I’ve started a Spanish class. You see, I’m a squandered asset.

My parents were Mexican immigrants. When I started school back in sink-or-swim 1958, there existed an opportunity to develop in me proficiency in two languages — a missed opportunity as it turns out. We are missing the same opportunity with thousands of school kids today. We do this essentially because we view Spanish as an affliction to cure rather than a talent to hone.

Assimilation, English immersion in school, television and a voracious appetite for reading did their jobs quite well on me. My parents gave up at a certain point and spoke English to us at home or, when speaking to us in Spanish, allowed us to respond in English, a move they grew to regret.

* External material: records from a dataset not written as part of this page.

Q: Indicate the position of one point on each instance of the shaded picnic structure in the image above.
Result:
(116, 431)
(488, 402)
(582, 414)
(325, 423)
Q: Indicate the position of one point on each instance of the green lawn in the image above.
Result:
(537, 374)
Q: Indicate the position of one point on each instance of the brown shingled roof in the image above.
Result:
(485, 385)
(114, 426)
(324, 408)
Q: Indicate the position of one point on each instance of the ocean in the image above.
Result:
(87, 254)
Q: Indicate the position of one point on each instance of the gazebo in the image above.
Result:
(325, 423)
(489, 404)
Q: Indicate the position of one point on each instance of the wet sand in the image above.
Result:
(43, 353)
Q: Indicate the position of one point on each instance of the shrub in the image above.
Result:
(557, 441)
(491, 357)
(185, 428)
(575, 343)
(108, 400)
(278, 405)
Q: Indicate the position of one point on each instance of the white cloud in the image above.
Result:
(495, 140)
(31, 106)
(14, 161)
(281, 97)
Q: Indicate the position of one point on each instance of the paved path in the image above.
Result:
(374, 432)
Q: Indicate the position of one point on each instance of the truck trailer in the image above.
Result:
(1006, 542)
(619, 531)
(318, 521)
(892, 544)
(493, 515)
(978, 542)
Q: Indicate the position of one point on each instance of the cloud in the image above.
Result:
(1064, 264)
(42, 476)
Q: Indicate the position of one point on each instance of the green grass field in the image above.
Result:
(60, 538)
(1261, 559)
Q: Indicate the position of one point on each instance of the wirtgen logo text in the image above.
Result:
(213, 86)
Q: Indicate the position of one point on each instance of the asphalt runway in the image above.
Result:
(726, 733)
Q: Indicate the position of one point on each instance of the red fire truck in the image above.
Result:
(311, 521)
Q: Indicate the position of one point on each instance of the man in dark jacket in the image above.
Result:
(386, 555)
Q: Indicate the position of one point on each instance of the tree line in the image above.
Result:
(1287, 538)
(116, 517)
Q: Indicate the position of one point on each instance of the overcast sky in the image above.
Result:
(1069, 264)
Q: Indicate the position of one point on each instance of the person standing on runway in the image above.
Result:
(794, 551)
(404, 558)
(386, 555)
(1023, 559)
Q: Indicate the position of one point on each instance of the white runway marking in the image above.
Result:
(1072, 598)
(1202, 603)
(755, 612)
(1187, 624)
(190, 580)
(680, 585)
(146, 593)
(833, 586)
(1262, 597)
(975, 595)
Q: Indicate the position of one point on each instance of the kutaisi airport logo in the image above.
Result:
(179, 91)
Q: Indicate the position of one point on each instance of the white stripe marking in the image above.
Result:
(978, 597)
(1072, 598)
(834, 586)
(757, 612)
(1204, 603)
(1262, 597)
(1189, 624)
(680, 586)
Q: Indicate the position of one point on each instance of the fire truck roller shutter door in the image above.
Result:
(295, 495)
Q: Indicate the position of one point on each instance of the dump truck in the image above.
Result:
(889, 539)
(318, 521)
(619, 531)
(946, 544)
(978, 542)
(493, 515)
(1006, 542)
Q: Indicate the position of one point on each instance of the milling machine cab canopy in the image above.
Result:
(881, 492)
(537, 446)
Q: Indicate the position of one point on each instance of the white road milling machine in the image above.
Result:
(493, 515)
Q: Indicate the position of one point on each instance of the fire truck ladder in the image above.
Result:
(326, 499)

My English is so proficient that I make a decent living as a columnist and I’m an author as well. And now, well into adulthood, I will be taking yet another Spanish class.

The aim is to move beyond basic conversation and the tug of Spanglish to true literacy — the ability to read, write and converse fluently in Spanish, without stumble, hesitation and the crutch of a Spanish/English dictionary.

And I am ashamed. Ashamed of both my failure to speak, read and write the tongue of my parents as well as I should and the utter waste of public school systems that allow foreign language abilities to go undeveloped.

Bilingual education opponents view people like me as success stories. To a point I agree. English is a noble goal and is, in fact, the goal of bilingual education.

But I think of the cost. I think about what might have been.

A recent report from the U.S. Census Bureau said nearly one-fifth of U.S. school children speak a language other than English at home and that Spanish is that other language for nearly seven out of 10 of these.

Without a doubt, these children present some challenges to our public schools. If we were smarter, however, we’d know that the real challenge is not to cure them of their native tongues but to increase their fluency and literacy in them while teaching English at the same time.

Our unwillingness to do so reveals severe shortsightedness and, despite assertions to the contrary, hostility to other languages. The other day, I sat next to a woman from Switzerland. In her school there, she was taught French, German, Italian and English. What a difference.

Think about the implications for communication, commerce and, simply, our ability to get along with and understand one another if this were to happen here with our two dominant languages, English and Spanish.

OK, but you remember a firm commitment to Spanish. A teacher tried to teach you in grade school.

Yes, I remember that too. I remember that most of the teachers spoke less Spanish than I did. And I’ve noticed that these grade school programs were so instructive that we all speak Spanish, right? Sorry, most Americans are stuck at the como-esta-Usted stage.

What I’m really talking about is ratcheting bilingual education up a notch, not down. But two states, Arizona and California, have now banned bilingual education (though it’s interesting to note that bilingual education still seems to be occurring to some degree in both) and other states, notably Colorado and Massachusetts, are considering the same type of initiatives.

The message in such initiatives is certainly not that we value Spanish. Nor is it quality education. If it were, we’d fix bilingual ed, not scrap it.

Some will argue that if we do what I’m suggesting for Spanish speakers, we should also do so for Asian, Bosnian and French kids here. OK, but the Census says seven of the 10 kids who speak other languages are speaking Spanish. And we’re not sharing that 2,000-mile border to the south of us with French or German speakers.

In dual language classes now existing, the kids are Mexican and just about anyone else who wants to learn fluency in both languages.

School is supposed to be about teaching kids the skills they need to thrive. In Arizona, in the Southwest, increasingly in the United States and throughout the globalized economy, bilingualism is a premium skill.

Now, we only need to rise above our nativist sentiments to get serious about teaching it.